Celestial misgivings aside, it's hard not to be a hater when your fate is placed in the hands of someone other than yourself.

Reason, science and logic are cast aside as our hearts, by proxy, are left holding all our hidden alibis. It's hard to bargain emotion by surrogate, it's much cooler to intellectualize from afar. Order is often overrated.

Scientists must labor to prove their theories, conducting experiments to put theory into practice. Religions and religious leaders have a much easier go of it. Perhaps the universe will one day call out all leaders who sell denial and mix messages of hope with fear.

Governing bodies like heavenly bodies defy the sciences. When you wish upon a star it makes no difference who the legislators are, you might as well wish upon a fish.

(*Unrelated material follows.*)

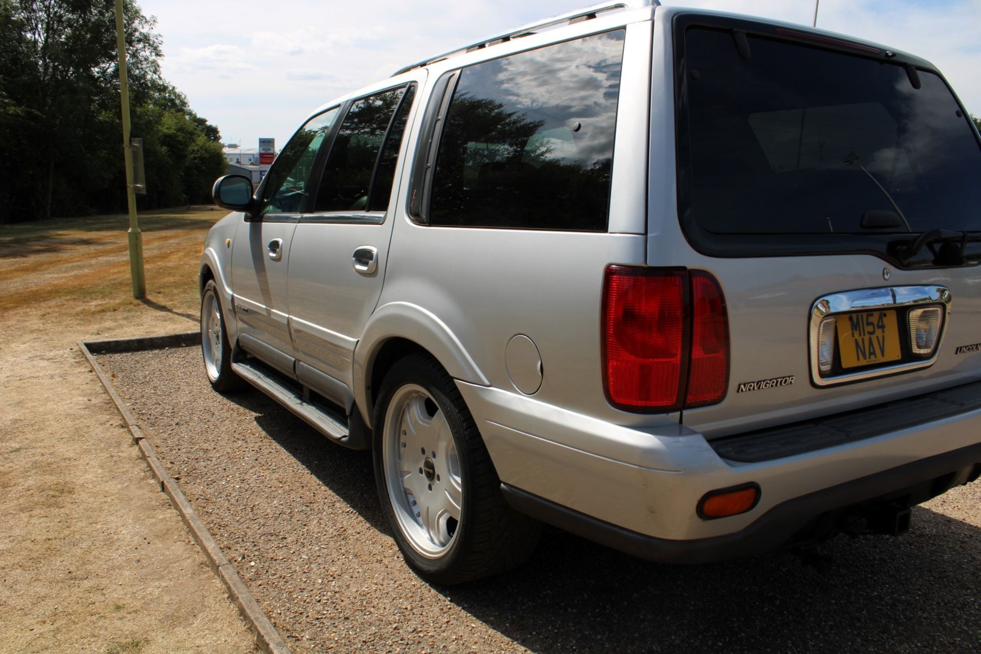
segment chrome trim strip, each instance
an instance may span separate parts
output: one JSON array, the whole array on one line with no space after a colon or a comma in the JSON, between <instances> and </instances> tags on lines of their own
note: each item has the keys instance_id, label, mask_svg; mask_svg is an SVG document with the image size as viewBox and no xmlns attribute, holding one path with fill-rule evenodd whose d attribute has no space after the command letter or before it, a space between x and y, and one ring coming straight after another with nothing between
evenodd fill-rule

And like the heavenly bodies that afford great visions dancing in our dreams, graffiti writers are bent on making a message for the ages or at least a mess for the ages.

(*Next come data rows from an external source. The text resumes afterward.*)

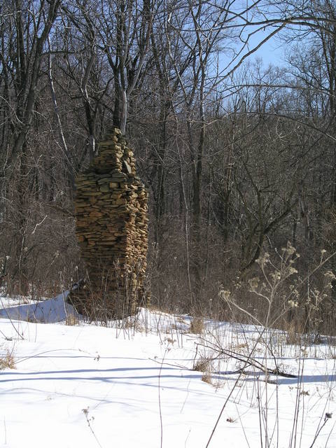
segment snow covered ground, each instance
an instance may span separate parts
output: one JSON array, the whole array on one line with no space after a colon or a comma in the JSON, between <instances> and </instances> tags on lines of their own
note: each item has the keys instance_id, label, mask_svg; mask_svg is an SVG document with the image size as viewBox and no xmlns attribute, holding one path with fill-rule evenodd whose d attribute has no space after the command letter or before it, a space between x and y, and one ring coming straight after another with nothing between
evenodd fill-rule
<instances>
[{"instance_id":1,"label":"snow covered ground","mask_svg":"<svg viewBox=\"0 0 336 448\"><path fill-rule=\"evenodd\" d=\"M211 321L197 335L154 311L70 326L62 295L1 300L0 359L15 368L0 370L0 447L206 448L214 430L211 448L336 447L336 347ZM276 365L298 377L265 382Z\"/></svg>"}]
</instances>

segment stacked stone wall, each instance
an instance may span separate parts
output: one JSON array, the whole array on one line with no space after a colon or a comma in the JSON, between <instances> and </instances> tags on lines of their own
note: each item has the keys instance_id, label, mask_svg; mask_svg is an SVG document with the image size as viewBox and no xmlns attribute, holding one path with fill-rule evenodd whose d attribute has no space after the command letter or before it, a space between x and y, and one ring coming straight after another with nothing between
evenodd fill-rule
<instances>
[{"instance_id":1,"label":"stacked stone wall","mask_svg":"<svg viewBox=\"0 0 336 448\"><path fill-rule=\"evenodd\" d=\"M108 132L98 150L76 181L76 234L87 278L70 300L90 316L119 318L148 301L148 193L119 130Z\"/></svg>"}]
</instances>

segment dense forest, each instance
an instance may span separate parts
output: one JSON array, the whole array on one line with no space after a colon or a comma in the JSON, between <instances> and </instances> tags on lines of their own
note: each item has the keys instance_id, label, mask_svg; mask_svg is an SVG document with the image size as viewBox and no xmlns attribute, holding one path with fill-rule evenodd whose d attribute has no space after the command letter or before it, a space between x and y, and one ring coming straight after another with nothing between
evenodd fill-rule
<instances>
[{"instance_id":1,"label":"dense forest","mask_svg":"<svg viewBox=\"0 0 336 448\"><path fill-rule=\"evenodd\" d=\"M81 278L75 179L115 126L149 191L153 305L262 321L266 300L332 331L335 57L335 0L3 0L4 292Z\"/></svg>"}]
</instances>

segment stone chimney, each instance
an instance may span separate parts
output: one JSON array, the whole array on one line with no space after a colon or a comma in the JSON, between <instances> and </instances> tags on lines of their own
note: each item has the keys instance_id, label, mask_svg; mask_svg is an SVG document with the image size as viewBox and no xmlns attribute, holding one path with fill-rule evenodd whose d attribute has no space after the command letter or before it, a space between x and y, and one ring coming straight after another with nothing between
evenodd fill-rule
<instances>
[{"instance_id":1,"label":"stone chimney","mask_svg":"<svg viewBox=\"0 0 336 448\"><path fill-rule=\"evenodd\" d=\"M69 300L91 318L122 318L148 302L148 192L118 129L76 180L76 234L87 278Z\"/></svg>"}]
</instances>

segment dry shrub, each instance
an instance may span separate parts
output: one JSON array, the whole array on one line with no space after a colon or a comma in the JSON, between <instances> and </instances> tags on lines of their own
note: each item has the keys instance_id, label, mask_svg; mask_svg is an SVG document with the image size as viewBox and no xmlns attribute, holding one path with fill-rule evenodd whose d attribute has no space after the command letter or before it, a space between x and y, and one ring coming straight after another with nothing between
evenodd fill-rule
<instances>
[{"instance_id":1,"label":"dry shrub","mask_svg":"<svg viewBox=\"0 0 336 448\"><path fill-rule=\"evenodd\" d=\"M7 350L5 355L0 358L0 370L4 369L15 369L15 360L13 356L13 352Z\"/></svg>"},{"instance_id":2,"label":"dry shrub","mask_svg":"<svg viewBox=\"0 0 336 448\"><path fill-rule=\"evenodd\" d=\"M190 333L194 333L195 335L202 335L204 332L205 326L204 322L203 319L200 317L194 317L192 321L190 322Z\"/></svg>"}]
</instances>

Recognizing your uniqueness and assuming the virtues you desire may find you in front of a magistrate sorting out matters. Ignorant, unbelieving, dismissive minds devise ways of wishing you were invisible. Strength in the face of these little people must be mustered.

Who you are today may not be who you will be tomorrow. While some maintain a longing for the past, nostalgia for the sake of itself is betrayal of the future.

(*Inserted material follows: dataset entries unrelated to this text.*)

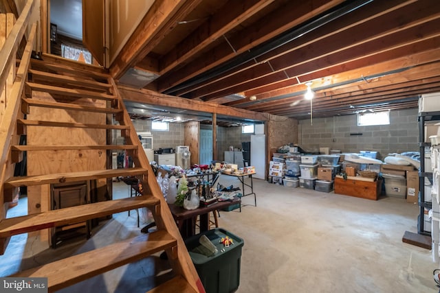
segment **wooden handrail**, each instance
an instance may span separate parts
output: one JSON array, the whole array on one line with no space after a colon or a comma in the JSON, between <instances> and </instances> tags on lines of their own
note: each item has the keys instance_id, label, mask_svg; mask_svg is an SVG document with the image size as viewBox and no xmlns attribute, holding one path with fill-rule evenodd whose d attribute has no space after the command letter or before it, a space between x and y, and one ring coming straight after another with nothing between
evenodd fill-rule
<instances>
[{"instance_id":1,"label":"wooden handrail","mask_svg":"<svg viewBox=\"0 0 440 293\"><path fill-rule=\"evenodd\" d=\"M6 82L9 69L11 67L14 60L13 57L15 56L19 44L21 41L25 30L28 29L28 23L30 17L30 12L34 7L34 0L28 0L20 14L20 17L14 25L9 36L1 48L1 51L0 51L0 85L5 84ZM1 94L2 91L3 86L0 86L0 94Z\"/></svg>"},{"instance_id":2,"label":"wooden handrail","mask_svg":"<svg viewBox=\"0 0 440 293\"><path fill-rule=\"evenodd\" d=\"M122 109L124 109L123 117L120 123L124 125L131 125L132 129L134 128L133 122L129 116L129 113L125 109L122 97L119 93L118 86L115 83L114 80L112 78L109 78L109 83L113 85L113 94L118 97L120 100L120 106ZM140 150L142 150L142 144L138 135L135 132L131 131L129 132L129 137L126 137L129 141L126 141L126 143L138 144ZM171 257L168 255L168 259L170 259L170 263L173 268L173 270L176 272L177 274L181 274L188 283L194 290L200 293L205 293L205 290L201 284L201 281L199 277L199 274L195 270L195 267L192 263L192 261L190 257L185 243L180 235L180 232L177 228L177 226L175 224L170 208L165 200L165 198L162 196L160 187L157 184L156 178L153 175L154 172L149 164L146 154L144 152L138 152L138 156L134 156L133 163L135 166L140 166L142 168L145 168L148 170L150 176L146 177L147 182L142 182L143 185L149 189L149 192L154 196L157 197L160 200L160 210L151 211L155 215L155 221L157 227L161 228L165 228L168 233L171 235L177 242L177 261L174 261ZM155 215L160 215L156 217ZM169 253L169 252L167 252Z\"/></svg>"},{"instance_id":3,"label":"wooden handrail","mask_svg":"<svg viewBox=\"0 0 440 293\"><path fill-rule=\"evenodd\" d=\"M30 34L29 34L23 58L16 72L15 80L12 84L12 89L10 92L10 93L8 94L8 97L7 97L6 108L5 109L1 124L0 124L0 145L3 145L1 156L0 156L0 166L2 166L3 168L1 176L0 176L0 193L3 194L3 197L1 198L2 200L4 200L3 183L5 180L8 179L8 178L6 178L8 174L6 174L4 170L8 163L10 163L8 162L9 159L8 156L10 153L10 141L14 134L16 121L20 110L20 99L25 86L26 73L29 69L29 65L30 64L30 56L32 53L36 35L36 23L34 23L31 28ZM0 219L1 218L1 215L2 214L0 213Z\"/></svg>"}]
</instances>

The universe has mortgaged itself on high interest rates, milky way madness and solar sensation. Trying to stay in orbit around bottles of rubber cement, old blackbooks, organic stimulants and cold bottles of lager is like trying to hum a tune with a mouthful of marbles.

Personal purposes and interplanetary desires play against backdrops of urban violence and sectarian wars. Strong tonics ease anxieties.

Arguments are made, even justified, that every decision, every whim of fate has been forecast, set in motion by our own hands, predetermined by our DNA. Dancing with destiny requires courage to accept revolutions around stars while star struck societies are sick with celebrity.

So Pluto bemoans an adolescence of the cool. While the death of the cool is exaggerated. There's too much cool still left to go around, lots of bodies that still need to be buried and too much emotion that must remain bottled up.